Reaching for the sky in Shanghai
Reaching for the sky in Shanghai
Shanghai Tower is China’s tallest building – and that’s not by any means the only impressive thing about it.
Few images embody China’s success as impressively as the skyline of Pudong, Shanghai’s financial district: a rural area a mere 30 years ago, since the 1990s it’s been transformed into a densely populated city area with one skyscraper after another.
Three towers dominate this sea of buildings: the Jin Mao Tower, the World Financial Center and – the most recent and tallest of them all – the 632-meter-high Shanghai Tower. The tallest building in China, it’s literally the high point of the megalopolis’s skyline.
A tall order
For the builder-owner – the Shanghai Tower Construction and Development consortium – the tower posed a special challenge. Such an exposed edifice, more than any other, has to meet the very highest quality, environmental, and safety standards.
They went to particular lengths to make Shanghai Tower the most environmentally friendly mega-skyscraper in the world.
“For this reason we chose the stablest and most reliable solutions across the board,” explains Sun Jun, Shanghai Tower’s technical director. “We applied the same criteria when selecting our partners.” This included Siemens.
Central nervous system
Siemens’s involvement concentrated on especially critical aspects of the tower’s operation, and meeting the environmental requirements.

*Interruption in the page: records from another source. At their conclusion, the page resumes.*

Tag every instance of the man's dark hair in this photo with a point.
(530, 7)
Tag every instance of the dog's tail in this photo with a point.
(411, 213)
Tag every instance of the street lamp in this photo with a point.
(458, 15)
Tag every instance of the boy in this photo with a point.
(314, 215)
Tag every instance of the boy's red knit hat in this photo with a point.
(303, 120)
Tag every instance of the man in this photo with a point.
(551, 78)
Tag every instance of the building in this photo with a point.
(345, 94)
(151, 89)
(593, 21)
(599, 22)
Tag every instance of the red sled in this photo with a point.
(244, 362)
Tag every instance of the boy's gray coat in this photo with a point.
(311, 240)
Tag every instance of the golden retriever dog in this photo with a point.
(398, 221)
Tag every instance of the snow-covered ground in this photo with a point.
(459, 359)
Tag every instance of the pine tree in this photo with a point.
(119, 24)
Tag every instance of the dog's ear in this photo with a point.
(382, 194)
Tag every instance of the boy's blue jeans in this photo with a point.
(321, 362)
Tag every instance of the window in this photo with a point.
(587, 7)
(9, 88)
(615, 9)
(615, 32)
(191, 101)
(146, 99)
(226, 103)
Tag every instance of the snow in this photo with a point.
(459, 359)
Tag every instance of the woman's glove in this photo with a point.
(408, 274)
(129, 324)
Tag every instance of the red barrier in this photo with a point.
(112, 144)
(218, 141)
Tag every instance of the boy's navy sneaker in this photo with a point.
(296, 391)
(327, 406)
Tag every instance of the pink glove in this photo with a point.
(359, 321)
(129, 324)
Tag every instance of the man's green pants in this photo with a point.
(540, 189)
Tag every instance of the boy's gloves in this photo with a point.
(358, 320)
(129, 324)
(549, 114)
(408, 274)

The company supplied products, advice, designs and components for four particularly crucial systems: electric power distribution, energy automation and fire alarm control systems, and intelligent lighting management.
“Shanghai Tower represents a highly complex network, especially given the large number of different establishments it houses, including hotels, a parking garage, stores and retail space,” says engineer Sun Hua, who is responsible for electric power distribution at Shanghai Tower. “You could compare the energy supply system in a building like this with the human body’s central nervous system.”
To serve as the center of this nervous system, Siemens installed high-voltage switchgear meeting the highest standards of safety, reliability, and energy efficiency. To keep transmission losses to a minimum, the compact unit was installed in the basement. Standard switchgear would normally take up the space of four football fields.
Shanghai Tower and Siemens have managed considerable reductions in energy consumption using a state-of-the-art energy automation system, which among other things enables a real-time overview of the complex building’s entire energy consumption.
Intelligent lighting management also does a great deal to ensure energy efficiency. “Lighting is the second-largest electricity consumer after air conditioners,” says Li Xiang, the person at Siemens responsible for lighting management at Shanghai Tower.
Safety and stability
Naturally the systems for controlling fire alarms also have to be absolutely reliable, particularly in a building of this size. The Siemens FS720 system meets the especially demanding requirements that apply to large surfaces in terms of factors such as smoke detection, the placement of extinguishers, and safe evacuation in a fire.
“We wanted a stable partner we could rely on,” explains Chen Hui, technical manager at Shanghai Tower. “This is why we chose Siemens.”